Unfortunately there are no extensive studies, but the answer would tend to be a no – when people are performing music, the cognitive skills are generally much too active. We believe that these even block such physical responses as possible losses of control: the musician needs to focus on his own active performance.
What music triggers goosebumps in your case?
To be quite honest, I don’t really have such sensitive responses. I only very rarely get goosebumps, and if I do, it’s a reaction to a film soundtrack, such as in »Schindler’s List«. My personal response is often a purely mental experience, without the physiological reaction.
So for you the context, be it a scene or a song text, plays a role. Is that often the case?
Yes, that’s an important point. Meaning always occurs on the multimedia level. What a piece of music means to me doesn’t necessarily only have to do with the way it sounds. It depends not only on the present context, but also on my own experiences or recollections. We are probably all familiar with the way music can be linked to specific experiences such as a first date with someone, and thus gains a specific meaning for the individual.
Is the setting a factor as well? Does it make a difference whether I listen to CD or hear the same music in concert?
Absolutely. Above all, we know that spatial acoustics play an important role. What makes listening to music in the concert hall special is the feeling of being embedded in the sound. We refer to so-called »immersion experiences«. Technology manufacturers are currently trying to recreate this experience using virtual reality, special audio formats and highly-evolved headphones.
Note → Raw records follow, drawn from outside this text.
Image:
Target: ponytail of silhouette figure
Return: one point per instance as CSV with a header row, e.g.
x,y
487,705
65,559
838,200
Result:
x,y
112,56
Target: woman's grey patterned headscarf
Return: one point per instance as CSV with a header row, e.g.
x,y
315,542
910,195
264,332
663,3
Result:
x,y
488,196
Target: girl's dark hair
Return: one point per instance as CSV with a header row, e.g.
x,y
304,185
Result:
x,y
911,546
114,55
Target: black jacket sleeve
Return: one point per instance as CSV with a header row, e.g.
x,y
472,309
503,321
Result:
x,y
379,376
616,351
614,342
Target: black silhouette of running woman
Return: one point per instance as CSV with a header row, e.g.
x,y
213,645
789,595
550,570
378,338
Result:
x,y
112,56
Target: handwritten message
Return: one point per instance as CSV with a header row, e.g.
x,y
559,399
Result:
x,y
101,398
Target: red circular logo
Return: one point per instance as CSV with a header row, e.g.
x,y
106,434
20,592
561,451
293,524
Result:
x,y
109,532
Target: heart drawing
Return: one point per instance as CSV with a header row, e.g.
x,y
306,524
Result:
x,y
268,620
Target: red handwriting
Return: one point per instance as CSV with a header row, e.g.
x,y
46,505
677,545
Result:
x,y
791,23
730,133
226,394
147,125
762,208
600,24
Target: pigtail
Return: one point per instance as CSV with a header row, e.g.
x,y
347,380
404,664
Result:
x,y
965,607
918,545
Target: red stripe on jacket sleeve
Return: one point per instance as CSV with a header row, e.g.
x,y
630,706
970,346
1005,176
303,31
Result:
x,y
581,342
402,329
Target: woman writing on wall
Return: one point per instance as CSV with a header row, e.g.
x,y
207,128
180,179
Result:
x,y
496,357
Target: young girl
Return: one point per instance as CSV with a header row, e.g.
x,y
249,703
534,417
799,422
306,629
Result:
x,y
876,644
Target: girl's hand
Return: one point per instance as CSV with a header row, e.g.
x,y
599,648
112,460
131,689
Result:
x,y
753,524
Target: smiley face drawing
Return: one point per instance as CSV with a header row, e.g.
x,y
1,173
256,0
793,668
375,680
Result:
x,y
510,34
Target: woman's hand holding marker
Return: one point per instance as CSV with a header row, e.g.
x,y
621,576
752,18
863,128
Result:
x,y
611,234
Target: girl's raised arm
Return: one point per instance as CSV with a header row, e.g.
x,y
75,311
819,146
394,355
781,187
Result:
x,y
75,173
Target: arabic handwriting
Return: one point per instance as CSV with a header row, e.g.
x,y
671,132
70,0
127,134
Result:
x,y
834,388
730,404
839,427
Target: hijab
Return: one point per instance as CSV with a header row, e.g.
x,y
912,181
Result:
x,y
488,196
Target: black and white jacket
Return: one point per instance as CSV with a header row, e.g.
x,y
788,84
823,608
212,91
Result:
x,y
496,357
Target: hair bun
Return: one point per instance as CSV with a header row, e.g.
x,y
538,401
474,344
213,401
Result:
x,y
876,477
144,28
But this is pretty complicated; an immersion experience cannot be artificially reproduced 1:1, while in the concert hall you get this effect as a free bonus, so to speak. I think this is the decisive difference between CD and a concert: it’s not just the social event, it’s also about bathing in sound – that’s what makes the concert experience so special and irreplaceable.

»What makes listening to music in the concert hall special is the feeling of being embedded in the sound.«
You have been researching the effect that music has on people for many years now. Can you tell us what we can learn and what we should learn from all this?
First of all, we can say goodbye to the old idea that people’s emotions can be predictably influenced by music. It doesn’t work like that. Each of us has his or her own listening biography, so that the emotional effect of music is something very individual that cannot really be predicted. There are two things I’ve learned in the last 15 years: firstly, just how individual musical experience is, and secondly, how open the system is to new experiences.
It’s really great to see how music that you have never been waiting for can suddenly grab you, making you wonder why you didn’t listen to it 20 years ago. That’s something that can happen at any time. In conclusion: just go to a concert, even if you don’t know what’s on the programme. Go to a concert – and listen!